= Fred R. Volkmar =

American psychiatrist and psychologist

Fred Robert Volkmar (born 1950 in Illinois) is a psychiatrist, psychologist, and the Irving B. Harris Professor of Child Psychiatry, Pediatrics, and Psychology at the Yale School of Medicine. From 2006 to 2014, he was the director of the Yale Child Study Center and the head of child psychiatry at Yale New Haven Hospital. Prior to these appointments, he was the director of the Autism Program at the Yale Child Study Center since 1983.

==Personal life and education==
Volkmar was raised in Sorento, Illinois. He obtained a B.S. in psychology from the University of Illinois in 1972, where he worked with William Greenough on brain development. As an undergraduate, Volkmar published or collected data for seven papers; his first publication (Rearing complexity affects branching of dendrites in the visual cortex of the rat) appeared in Science and earned him the Psi Chi national prize for research. During his time at the University of Illinois, Volkmar first came into contact with autism, and at the suggestion of a professor decided to pursue child psychology.

Volkmar received an M.D. from the Stanford University School of Medicine and an M.A. in psychology. While at Stanford, Volkmar spent some time in a school for autistic children.

==Career==

===Medical===
Volkmar was a resident and fellow in psychiatry at the Stanford University School of Medicine, joining Yale as a fellow for child and adolescent psychiatry in 1980. He became an assistant professor at Yale in 1982, founding the Developmental Disability Clinic in the same year.

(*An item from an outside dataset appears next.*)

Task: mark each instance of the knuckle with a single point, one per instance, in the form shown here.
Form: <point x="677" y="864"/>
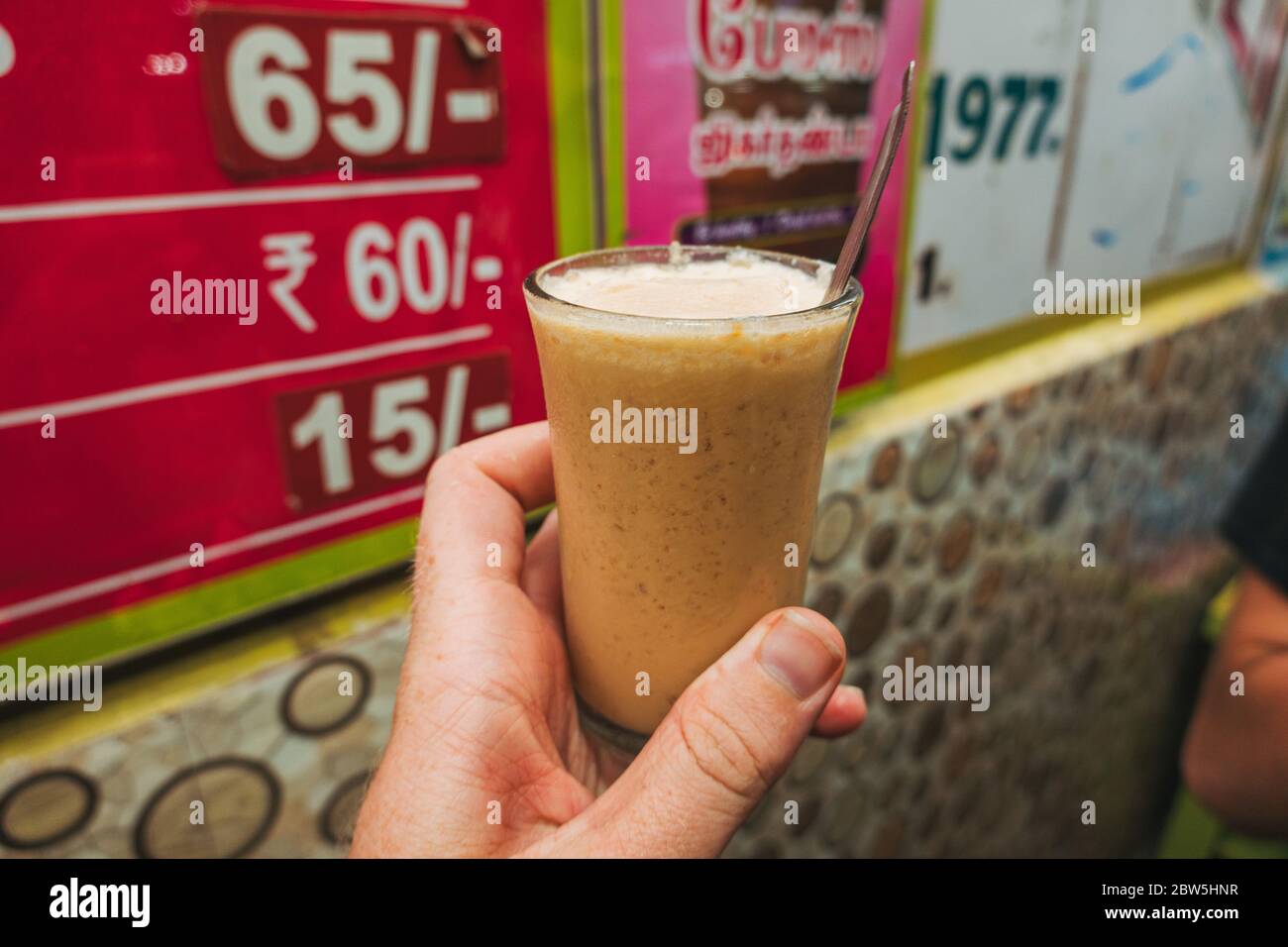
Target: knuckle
<point x="722" y="751"/>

He was board certified in psychiatry and in child and adolescent psychiatry in 1988. In the same year, he was promoted to associate professor, becoming a full professor in 1998. He held the Irving B. Harris chair in 1987 and 1988, being appointed permanently in 2003.

===Appointments===
Volkmar was appointed director of the Yale Child Study Center in 2006, succeeding Alan E Kazdin, and served until 2014.

Volkmar was the lead author of the section on autism in the fourth revision of the Diagnostic and Statistical Manual of Mental Disorders (DSM-IV) published in 1994, which saw the introduction of Asperger syndrome as a diagnosis. He was part of the work group on neurodevelopmental disorders for the DSM-5 (2013) but resigned and, as of 2023, still believes the DSM-5 criteria are too strict, according to The Guardian.

Between 2007 and 2022, he was the editor-in-chief of the Journal of Autism and Developmental Disorders. As of 2023, Volkmar is the editor-in-chief of the Encyclopedia of Autism Spectrum Disorders since publication of its first edition in 2013. He was an editor for the Handbook of Autism and Pervasive Developmental Disorders, overseeing the publication of its second, third, and fourth edition.

==Recognition and awards==
Volkmar received the Blanche F. Ittleson Award from the American Psychiatric Association in 1997 and, in 2007, the George Tarjan Award for Research in Developmental Disabilities from the American Academy of Child and Adolescent Psychiatry.